31. January 2005 · Comments Off on The Poisoned Pool · Categories: General, Media Matters Not

In the twilight afterglow of the Edward Morrow era of journalism, the only people that I remember routinely complaining about bias, selective reporting, or outright lies in journalism—print and broadcast both— were of the far-right-over-the-horizon John Birch Society persuasion, sourly grumbling about creeping godless communism (or maybe it was godless creeping communism) at cocktail parties or in letters to the editor. Considering that John Reed and Walter Duranty, among others, made careers out of painting world socialism in far more sunny colors than completely unbiased and disinterested journalism required, I have to concede that those doughty anti-communists of my youth may have had a point. On the whole, it was a given that the main-stream media outlets of the American mid-century had enormous stores of credibility with the public.

It was accepted that the major newspapers, the big three television channels were generally telling the truth, as fairly and as accurately as they knew it. Reporters might be lied to by sources, might be misled or mistaken, might miss the story entirely… but if it was in the paper or on the 6 PM news, well, then it must be an accurate reflection of reality. Our media was not like the Russian propaganda organ, Pravda, which had to be read carefully, teasing out small nuggets of information from tiny scraps inadvertently included, or deduced from a sudden appearance of certain topics. This was American, damn it, and serious reporters had the benefit of the doubt. Only the supermarket tabloids with pictures of monkey babies and hundred-year old shipwreck survivors were assumed to have made up stories out of whole cloth.

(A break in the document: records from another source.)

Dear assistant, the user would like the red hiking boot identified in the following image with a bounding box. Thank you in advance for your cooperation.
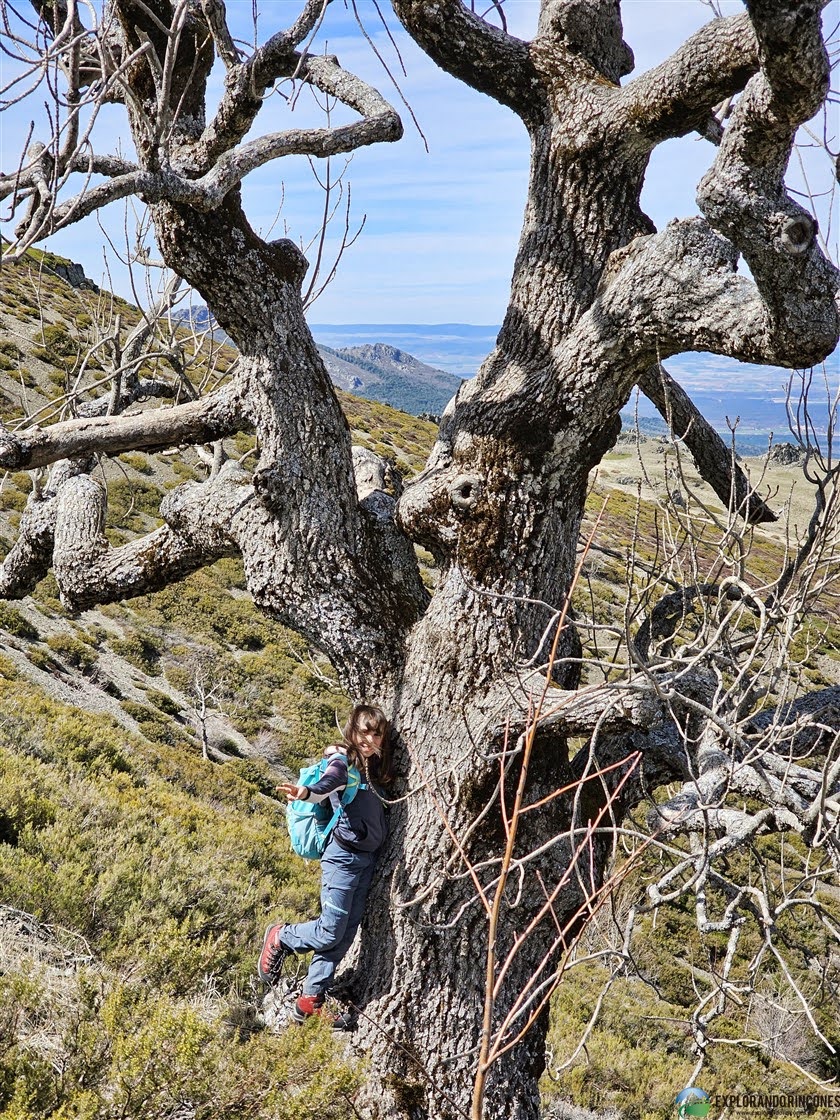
[256,922,293,984]
[289,995,356,1030]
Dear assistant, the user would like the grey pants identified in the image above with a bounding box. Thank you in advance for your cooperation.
[282,838,376,996]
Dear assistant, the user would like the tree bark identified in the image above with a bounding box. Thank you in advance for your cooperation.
[6,0,840,1120]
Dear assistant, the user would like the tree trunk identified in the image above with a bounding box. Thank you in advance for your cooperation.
[353,118,650,1120]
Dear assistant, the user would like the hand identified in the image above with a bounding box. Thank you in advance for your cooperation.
[274,782,306,801]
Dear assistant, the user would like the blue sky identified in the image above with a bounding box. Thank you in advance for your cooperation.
[0,0,840,324]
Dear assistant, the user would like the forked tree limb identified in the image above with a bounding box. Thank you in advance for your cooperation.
[393,0,542,115]
[0,386,243,470]
[614,13,758,148]
[53,461,249,610]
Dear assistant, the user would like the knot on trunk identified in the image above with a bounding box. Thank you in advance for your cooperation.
[780,214,816,256]
[449,475,484,513]
[269,237,309,288]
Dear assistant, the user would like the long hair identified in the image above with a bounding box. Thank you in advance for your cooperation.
[342,703,393,785]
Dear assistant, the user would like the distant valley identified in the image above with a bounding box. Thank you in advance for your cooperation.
[159,308,840,441]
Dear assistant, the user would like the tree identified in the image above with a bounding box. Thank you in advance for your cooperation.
[0,0,840,1120]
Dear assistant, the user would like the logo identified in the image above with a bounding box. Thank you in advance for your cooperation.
[674,1085,711,1117]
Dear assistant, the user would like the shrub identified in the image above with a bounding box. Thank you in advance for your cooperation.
[146,689,180,717]
[47,634,96,672]
[108,631,164,676]
[0,600,40,642]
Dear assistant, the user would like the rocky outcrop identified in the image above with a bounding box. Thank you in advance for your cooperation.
[50,258,100,292]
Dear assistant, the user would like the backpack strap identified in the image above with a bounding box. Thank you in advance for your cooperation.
[323,782,370,837]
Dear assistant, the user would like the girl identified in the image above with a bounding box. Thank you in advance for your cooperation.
[256,704,391,1030]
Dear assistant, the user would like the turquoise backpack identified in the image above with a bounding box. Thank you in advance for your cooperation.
[286,758,367,859]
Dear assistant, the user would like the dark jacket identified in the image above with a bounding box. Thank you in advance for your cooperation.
[307,748,388,851]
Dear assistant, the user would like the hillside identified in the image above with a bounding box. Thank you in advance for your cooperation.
[175,307,461,416]
[0,254,840,1120]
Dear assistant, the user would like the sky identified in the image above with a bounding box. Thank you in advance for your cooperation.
[0,0,840,324]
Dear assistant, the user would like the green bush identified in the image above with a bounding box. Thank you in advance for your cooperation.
[108,631,164,676]
[47,634,96,672]
[0,600,40,642]
[146,689,180,716]
[120,451,155,475]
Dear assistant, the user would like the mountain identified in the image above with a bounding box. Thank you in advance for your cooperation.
[0,253,840,1120]
[318,343,461,416]
[176,307,461,416]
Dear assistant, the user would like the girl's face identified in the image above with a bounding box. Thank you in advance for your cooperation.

I honestly can’t— and won’t given the depths to which the profession has lately fallen— claim to be a paid-up member myself, on the basis of an eight-week shake-and-bake military broadcaster course at the Defense Information School, but I spent a fair amount of time after that, loitering meaningfully in the neighborhood where acts of journalism were being committed; radio and television news, and dabbling a little in the print side. I know the mechanics of interviewing, editing, and writing fourteen lines per minute of copy, or how many yards and minutes of tape wind up in the trash can, because fifteen minutes of talk with an expert must be boiled down to a 15-second insert into a story written in the active voice and taking care to pronounce all the names right. I know that I usually had a pretty good idea of where I was going with a story; because I was in in-house hack for the military establishment… it was what they paid me for.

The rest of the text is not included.